Remuneração de dirigentes é conquista para organizações do terceiro setor

Autora: Valéria Maria Trezza (*)

 

As organizações do Terceiro Setor — associação e fundações sem fins lucrativos — conquistaram recentemente um direito que há muito vinham pleiteando: remunerar seus dirigentes sem perder o gozo de benefícios fiscais.

A proibição de remunerar dirigentes sempre esteve presente na legislação tributária e na que rege as certificações concedidas pelo Poder Público, motivada pela má compreensão de que isso desconfiguraria o propósito sem fins lucrativos dessas organizações. Além disso, também estava por trás da limitação o entendimento de que o trabalho social deve ser necessariamente prestado de maneira desinteressada e voluntária.

Com o desenvolvimento do setor e a necessidade de profissionalizar a gestão das organizações, a proibição passou a constituir um entrave cada vez maior, fazendo pouco ou nenhum sentido. Como consequência, muitas adotavam medidas alternativas pouco transparentes para driblar a limitação imposta pela lei. Uma das mais comuns era, e ainda é, a eleição de uma diretoria estatutária voluntária, com pouca participação na vida da organização, e que delega suas funções para um gestor “contratado” e remunerado — na prática, esse sim o verdadeiro dirigente da entidade.
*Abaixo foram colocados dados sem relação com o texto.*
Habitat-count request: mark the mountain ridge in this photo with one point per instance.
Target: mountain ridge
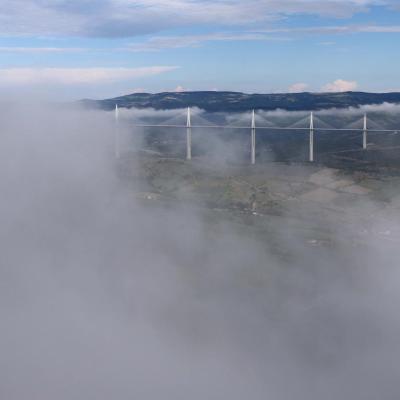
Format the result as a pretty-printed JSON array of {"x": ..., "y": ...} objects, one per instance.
[{"x": 227, "y": 101}]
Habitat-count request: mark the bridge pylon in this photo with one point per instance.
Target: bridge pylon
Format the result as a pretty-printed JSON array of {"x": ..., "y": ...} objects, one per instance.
[
  {"x": 311, "y": 158},
  {"x": 116, "y": 133},
  {"x": 253, "y": 138},
  {"x": 189, "y": 135},
  {"x": 365, "y": 132}
]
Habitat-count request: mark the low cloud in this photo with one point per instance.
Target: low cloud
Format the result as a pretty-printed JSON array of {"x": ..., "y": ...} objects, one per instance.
[
  {"x": 64, "y": 76},
  {"x": 298, "y": 88},
  {"x": 340, "y": 85}
]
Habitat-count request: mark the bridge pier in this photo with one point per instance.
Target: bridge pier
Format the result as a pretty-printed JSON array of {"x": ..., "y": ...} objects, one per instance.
[
  {"x": 311, "y": 158},
  {"x": 116, "y": 134},
  {"x": 188, "y": 135},
  {"x": 253, "y": 138},
  {"x": 365, "y": 133}
]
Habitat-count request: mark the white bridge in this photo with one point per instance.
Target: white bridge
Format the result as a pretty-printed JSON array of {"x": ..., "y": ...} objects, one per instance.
[{"x": 311, "y": 127}]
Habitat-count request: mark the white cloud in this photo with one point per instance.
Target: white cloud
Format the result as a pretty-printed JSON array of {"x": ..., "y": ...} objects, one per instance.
[
  {"x": 334, "y": 30},
  {"x": 340, "y": 85},
  {"x": 40, "y": 50},
  {"x": 298, "y": 88},
  {"x": 180, "y": 89},
  {"x": 174, "y": 42},
  {"x": 132, "y": 17},
  {"x": 64, "y": 76}
]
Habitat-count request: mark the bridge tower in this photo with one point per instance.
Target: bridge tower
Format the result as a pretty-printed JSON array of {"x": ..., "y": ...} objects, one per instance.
[
  {"x": 311, "y": 137},
  {"x": 253, "y": 138},
  {"x": 116, "y": 133},
  {"x": 365, "y": 132},
  {"x": 189, "y": 135}
]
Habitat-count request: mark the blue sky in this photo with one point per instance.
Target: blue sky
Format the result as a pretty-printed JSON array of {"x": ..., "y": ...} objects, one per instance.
[{"x": 102, "y": 48}]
A proibição geral durou até 2002, quando ocorreu a primeira mudança legal — Medida Provisória 66/2002[1] — abrindo a possibilidade de organizações remunerarem dirigentes. No entanto, ela beneficiou apenas as entidades qualificadas como Organização da Sociedade Civil de Interesse Público (OSCIP) ou como Organização Social (OS).
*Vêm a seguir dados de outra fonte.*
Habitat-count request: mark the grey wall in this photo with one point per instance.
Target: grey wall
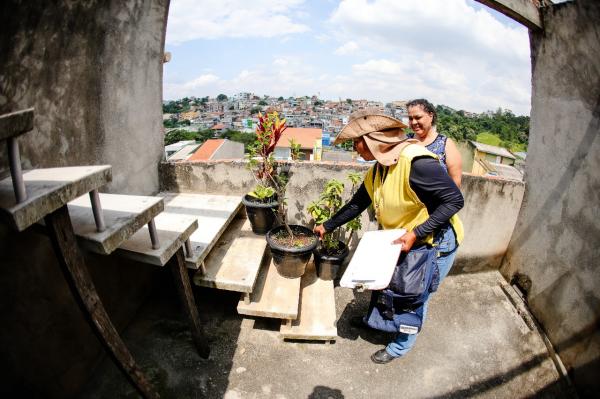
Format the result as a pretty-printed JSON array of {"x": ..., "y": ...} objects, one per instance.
[
  {"x": 489, "y": 215},
  {"x": 556, "y": 242},
  {"x": 93, "y": 72}
]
Somente mais de uma década depois, a Lei 12.868/2013 alterou a Lei 9.532/1997[2], passando as organizações não qualificadas como OSCIP ou OS também a ter permissão para remunerar seus dirigentes estatutários (ainda que então sujeitas a um ininteligível teto de 70% do limite de remuneração do funcionalismo público). A Lei alterou, ainda, a proibição de remuneração como requisito para gozo da isenção às contribuições sociais.
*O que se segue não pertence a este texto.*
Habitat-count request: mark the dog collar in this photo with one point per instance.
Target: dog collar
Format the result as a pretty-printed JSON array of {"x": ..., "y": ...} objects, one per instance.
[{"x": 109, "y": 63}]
Mais recentemente, a Lei 9.532/1997 foi alterada novamente pela Lei 13.151/2015 e pela Lei 13.204/15. Dessa forma, as associações e fundações estão autorizadas a remunerar seus dirigentes, não mais subsistindo no ordenamento jurídico federal a proibição absoluta à remuneração como condição para o gozo de eventuais benefícios fiscais.

Diante dessas mudanças, as organizações sem fins lucrativos que promovem interesses públicos podem remunerar dirigentes que atuem efetivamente na gestão executiva (diretores), desde que elas não participem em campanhas de interesse político-partidário ou eleitorais, respeitados como limites máximos os valores praticados pelo mercado na região correspondente à sua área de atuação, devendo a remuneração ser fixada pelo órgão de deliberação superior da entidade (assembleia geral, no caso de associações, ou conselho curador, no caso de fundações).

As organizações que não cumprem os requisitos acima (por não atuarem em prol de interesses públicos, promovendo primordialmente o interesse de seus associados, por exemplo), também podem remunerar dirigentes. No entanto, a remuneração não pode ser superior, em seu valor bruto, a 70% do limite estabelecido para a remuneração de servidores do Poder Executivo federal.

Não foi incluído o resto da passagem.